Procrastination is often found in things that seem repetitive (not challenging enough) or too hard (too challenging). We know they will take a lot of energy. If you find a task to be boring or difficult, combine it with activities that make you happy and energized.

Special tricks for the 2-in-1 plan:
  • Does cleaning your mailbox usually cause procrastination? However, you really enjoy listening to music. So, turn the music on, get in a good mood, and start cleaning your inbox. If you like to compete (even with yourself), make it a game – how fast can you clean your inbox?
  • If working alone on a project is hard for you and you prefer working with a team, find a colleague, mentor, or adviser to help so you will feel supported by the vibe of collaboration.

5. Limit the time.

Some people find that tasks that take up a lot of time (or are perceived to) lead to procrastination. I am among them. So, for some challenging tasks, I give myself a lot of time. In the end, it is extremely counterproductive. I get demotivated that it takes so long. Then, I dwell on any potential slow-downs. I keep changing my plan. Before long, I just do not want to start at all.

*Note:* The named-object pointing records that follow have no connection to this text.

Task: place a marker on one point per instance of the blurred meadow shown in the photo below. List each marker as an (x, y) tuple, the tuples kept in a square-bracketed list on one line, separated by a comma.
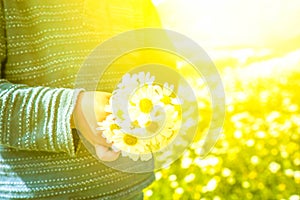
[(256, 47)]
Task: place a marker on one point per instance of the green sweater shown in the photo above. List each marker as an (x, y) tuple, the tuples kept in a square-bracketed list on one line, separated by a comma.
[(43, 44)]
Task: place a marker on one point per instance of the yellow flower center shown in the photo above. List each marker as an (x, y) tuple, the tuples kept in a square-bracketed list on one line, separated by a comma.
[(130, 140), (146, 105), (114, 126), (166, 99), (152, 126)]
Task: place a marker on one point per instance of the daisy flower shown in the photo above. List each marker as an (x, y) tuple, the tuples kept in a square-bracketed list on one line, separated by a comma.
[(130, 146), (144, 117)]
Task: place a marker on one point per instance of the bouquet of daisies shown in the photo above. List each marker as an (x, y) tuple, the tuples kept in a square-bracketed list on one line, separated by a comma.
[(144, 116)]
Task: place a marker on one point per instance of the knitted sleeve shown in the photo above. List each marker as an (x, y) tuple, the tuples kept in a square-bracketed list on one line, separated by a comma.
[(34, 118)]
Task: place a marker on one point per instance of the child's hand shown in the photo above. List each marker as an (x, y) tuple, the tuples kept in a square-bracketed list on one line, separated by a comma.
[(88, 111)]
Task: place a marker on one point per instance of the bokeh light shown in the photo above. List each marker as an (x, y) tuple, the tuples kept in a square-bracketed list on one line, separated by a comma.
[(256, 47)]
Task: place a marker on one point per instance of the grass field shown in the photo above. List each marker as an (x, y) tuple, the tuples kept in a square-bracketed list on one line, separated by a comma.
[(257, 155)]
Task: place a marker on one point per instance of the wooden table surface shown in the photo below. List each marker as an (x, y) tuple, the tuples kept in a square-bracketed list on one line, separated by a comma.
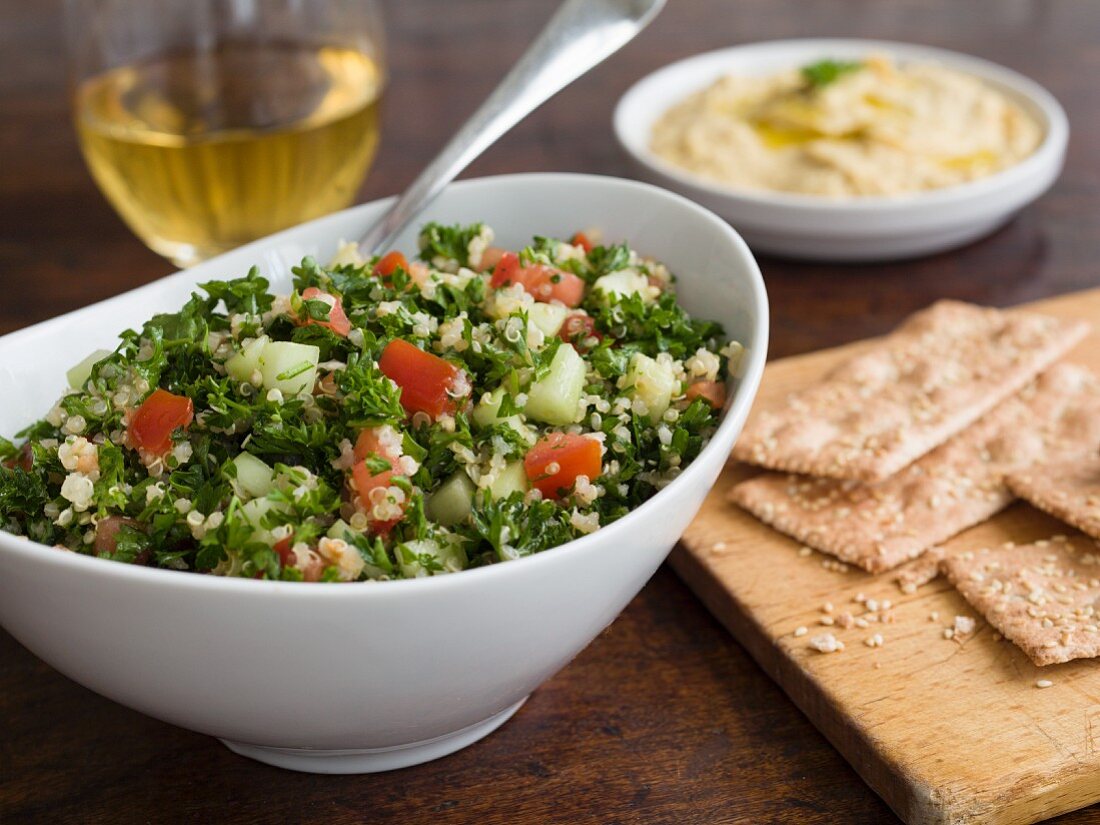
[(663, 718)]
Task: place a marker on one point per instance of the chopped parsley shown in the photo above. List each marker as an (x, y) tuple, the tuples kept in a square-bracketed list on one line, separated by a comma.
[(420, 441)]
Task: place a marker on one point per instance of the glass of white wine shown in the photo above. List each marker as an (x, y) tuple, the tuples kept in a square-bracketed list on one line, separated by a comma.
[(209, 123)]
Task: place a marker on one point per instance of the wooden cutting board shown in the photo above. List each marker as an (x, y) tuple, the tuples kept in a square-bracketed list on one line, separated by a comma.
[(944, 732)]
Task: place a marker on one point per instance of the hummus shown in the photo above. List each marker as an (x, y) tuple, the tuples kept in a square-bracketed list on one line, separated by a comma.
[(843, 130)]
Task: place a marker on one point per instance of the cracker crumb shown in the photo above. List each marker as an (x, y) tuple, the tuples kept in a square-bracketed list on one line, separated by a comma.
[(964, 625), (826, 644)]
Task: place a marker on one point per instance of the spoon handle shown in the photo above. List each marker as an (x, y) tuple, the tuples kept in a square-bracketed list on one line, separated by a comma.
[(580, 35)]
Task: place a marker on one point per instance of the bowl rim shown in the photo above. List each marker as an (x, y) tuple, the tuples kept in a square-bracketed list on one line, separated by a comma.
[(733, 417), (1053, 146)]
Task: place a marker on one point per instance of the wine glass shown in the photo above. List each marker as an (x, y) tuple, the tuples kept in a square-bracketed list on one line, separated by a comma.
[(209, 123)]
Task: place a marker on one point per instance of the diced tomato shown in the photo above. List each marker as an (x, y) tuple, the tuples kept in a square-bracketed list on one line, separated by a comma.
[(554, 463), (578, 329), (338, 321), (541, 282), (428, 383), (389, 263), (162, 414), (370, 443), (712, 392), (286, 556), (506, 271), (491, 257), (369, 446), (107, 534)]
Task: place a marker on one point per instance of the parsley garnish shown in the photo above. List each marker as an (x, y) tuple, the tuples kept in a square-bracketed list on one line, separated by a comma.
[(821, 74)]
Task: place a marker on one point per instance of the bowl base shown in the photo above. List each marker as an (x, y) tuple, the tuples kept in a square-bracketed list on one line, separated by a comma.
[(871, 249), (372, 760)]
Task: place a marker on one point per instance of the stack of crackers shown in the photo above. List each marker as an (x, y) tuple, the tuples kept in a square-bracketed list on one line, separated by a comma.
[(931, 431)]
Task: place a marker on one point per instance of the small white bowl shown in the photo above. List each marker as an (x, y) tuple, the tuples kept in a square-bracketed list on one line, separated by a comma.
[(871, 228), (373, 675)]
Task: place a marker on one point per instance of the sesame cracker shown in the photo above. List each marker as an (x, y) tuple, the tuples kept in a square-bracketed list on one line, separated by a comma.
[(1033, 595), (1068, 491), (932, 377), (879, 526)]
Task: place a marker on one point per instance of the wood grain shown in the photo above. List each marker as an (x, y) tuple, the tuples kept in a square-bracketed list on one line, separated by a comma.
[(664, 718), (946, 732)]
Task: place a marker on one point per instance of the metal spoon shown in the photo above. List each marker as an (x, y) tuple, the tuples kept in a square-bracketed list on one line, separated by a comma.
[(580, 35)]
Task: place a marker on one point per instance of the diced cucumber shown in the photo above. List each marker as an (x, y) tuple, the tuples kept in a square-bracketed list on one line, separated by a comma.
[(339, 529), (254, 513), (651, 383), (513, 479), (254, 477), (452, 502), (81, 372), (244, 363), (486, 414), (450, 554), (289, 367), (547, 317), (624, 282), (554, 398), (485, 410)]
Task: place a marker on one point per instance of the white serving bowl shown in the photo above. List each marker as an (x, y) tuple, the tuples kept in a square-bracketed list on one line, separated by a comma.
[(870, 228), (374, 675)]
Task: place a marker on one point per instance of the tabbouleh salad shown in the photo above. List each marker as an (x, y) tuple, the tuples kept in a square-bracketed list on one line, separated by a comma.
[(387, 419)]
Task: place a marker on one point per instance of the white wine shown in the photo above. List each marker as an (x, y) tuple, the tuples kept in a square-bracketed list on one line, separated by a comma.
[(200, 152)]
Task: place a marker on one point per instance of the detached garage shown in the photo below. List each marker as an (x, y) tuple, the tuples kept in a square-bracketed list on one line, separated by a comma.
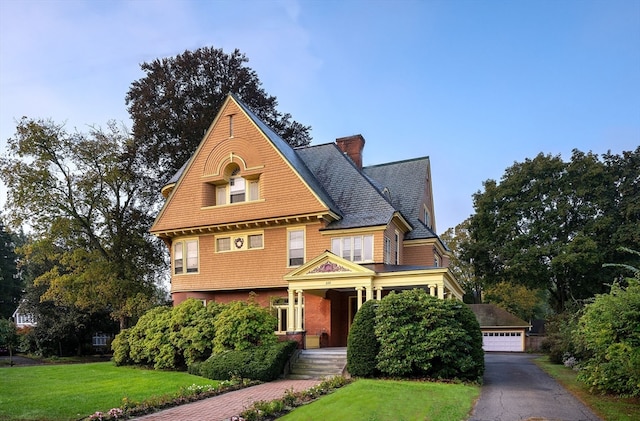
[(501, 330)]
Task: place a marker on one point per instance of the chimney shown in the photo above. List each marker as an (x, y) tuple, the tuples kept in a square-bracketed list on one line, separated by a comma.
[(352, 146)]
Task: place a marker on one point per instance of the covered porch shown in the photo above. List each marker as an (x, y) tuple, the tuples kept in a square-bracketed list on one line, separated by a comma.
[(331, 291)]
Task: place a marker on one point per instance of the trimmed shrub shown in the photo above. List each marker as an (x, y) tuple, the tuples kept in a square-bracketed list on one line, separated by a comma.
[(264, 363), (362, 344), (169, 337), (192, 331), (243, 325), (421, 335), (608, 335), (120, 348)]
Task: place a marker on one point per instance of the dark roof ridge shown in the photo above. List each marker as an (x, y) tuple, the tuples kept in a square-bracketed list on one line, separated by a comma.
[(398, 162), (289, 153)]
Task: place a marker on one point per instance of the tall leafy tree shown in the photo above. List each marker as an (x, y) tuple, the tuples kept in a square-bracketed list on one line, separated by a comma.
[(173, 105), (549, 224), (10, 283), (81, 193)]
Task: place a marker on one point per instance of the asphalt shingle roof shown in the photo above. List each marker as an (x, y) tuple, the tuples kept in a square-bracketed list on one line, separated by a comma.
[(361, 204), (361, 198), (405, 183)]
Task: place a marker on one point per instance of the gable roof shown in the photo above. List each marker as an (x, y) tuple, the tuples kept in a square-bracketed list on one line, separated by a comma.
[(290, 155), (359, 198), (405, 183), (490, 315), (361, 204)]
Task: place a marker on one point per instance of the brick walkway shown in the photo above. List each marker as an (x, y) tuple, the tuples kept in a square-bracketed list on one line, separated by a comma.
[(227, 405)]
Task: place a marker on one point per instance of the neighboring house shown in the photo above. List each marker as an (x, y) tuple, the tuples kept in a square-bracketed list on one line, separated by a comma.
[(308, 230), (22, 318), (501, 330)]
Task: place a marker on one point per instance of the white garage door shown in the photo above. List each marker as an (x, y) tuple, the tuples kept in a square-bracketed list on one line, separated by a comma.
[(503, 341)]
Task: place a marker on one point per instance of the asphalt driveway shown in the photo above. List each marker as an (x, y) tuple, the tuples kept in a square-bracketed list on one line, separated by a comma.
[(516, 389)]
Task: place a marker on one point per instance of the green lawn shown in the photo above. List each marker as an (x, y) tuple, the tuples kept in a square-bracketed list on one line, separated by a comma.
[(370, 400), (72, 391), (608, 408)]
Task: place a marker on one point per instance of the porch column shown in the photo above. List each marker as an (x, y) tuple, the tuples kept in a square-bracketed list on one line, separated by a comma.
[(432, 290), (299, 310), (369, 293), (359, 298), (291, 326)]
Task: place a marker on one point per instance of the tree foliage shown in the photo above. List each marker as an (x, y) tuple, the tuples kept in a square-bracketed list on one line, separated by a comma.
[(455, 238), (10, 283), (608, 339), (8, 337), (551, 224), (82, 195), (526, 303), (173, 105), (421, 335)]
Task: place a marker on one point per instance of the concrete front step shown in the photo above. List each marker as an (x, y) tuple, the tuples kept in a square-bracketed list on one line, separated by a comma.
[(318, 363)]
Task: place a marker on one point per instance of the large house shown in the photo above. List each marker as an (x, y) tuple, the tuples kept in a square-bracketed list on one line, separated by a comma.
[(309, 232)]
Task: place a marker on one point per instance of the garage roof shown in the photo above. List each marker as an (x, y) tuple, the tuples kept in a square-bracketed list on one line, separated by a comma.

A good way to get around this procrastination and lack of being productive is to limit the amount of time you will spend on a task. The less difficult and demanding it feels, the better the chance you will do it.

Special tricks to help limit the time:
  • Try the Pomodoro Technique: spend 25 minutes on a task, then take a 5-minute break, rotating this technique for several cycles. It is actually a fun method. It feels like playing a computer game.
  • Or you can try specific time slots: set a timer and spend only one hour on your project each day, but don’t allow yourself to wander off to any other task until your hour is up.
  • Make your calendar full of many different projects: you will feel stretched and yet enjoy the variety of tasks.

6. Try and see

Sometimes tasks that we’ve never done before can cause procrastination. We imagine them to be hard or boring, but we don’t actually know how much time or effort they will really take.

In this case, you can simply fool yourself and give yourself permission to try and see. You start, try how it feels, and if you don’t like it you can simply stop. In this way, you remove the pressure on yourself that can be demotivating and hinder productivity.

Special tricks for trying and seeing:
  • If you catch yourself not feeling like doing it, then go running or start responding to emails. Decide to give it a try and allow yourself to stop at any time. You will see that you might find out you enjoy it in the end.
  • If you do not feel like going to a networking event or a sports class, tell yourself to go. Then, see if you want to enter or stay. Once there, you will probably not want to waste time going back home.  You are totally free to do so, but you will probably want to stay.

Whatever you procrastinate on, small things or big things, stop being harsh on yourself. Everybody procrastinates from time to time. Trust you can change your habits and trust you can make anything easy or fun. Start playing with your procrastination, experiment, and find out what works the best for you to be productive.

Try this: go now and select one task you have postponed for some time and test a new trick. Then come back here and leave a comment. Tell us how it felt.

You can find out more at our workshop “Tackle Procrastinating and Get Moving with Action Blocks” offered by Ruth Friedman and Lenka Grackova.

Enjoy the game! Relish accomplishing great things! Enjoy making your life more fulfilled!

______________________

About the trainer and coach:

Lenka Grackova is an international trainer and coach. She builds on 14 years hands-on business experience in marketing, sales, logistics, start-up, brain-based coaching techniques, and interpersonal skills to assist people in finding more enthusiasm when they go through challenging developments. To learn more about Lenka’s professional training and coaching, click here.

  1. Great tips Lenka! Can I add one more? If I can’t get myself to do something because I prefer doing something else, I try to present it to myself as a “reward”. For example: I can go for a ride on my bike (I really love cycling), but not before I worked in the garden (I hate mowing). Postponing the mowing means postponing the fun…

    1. That’s a great trick! Thank you, Gunnar!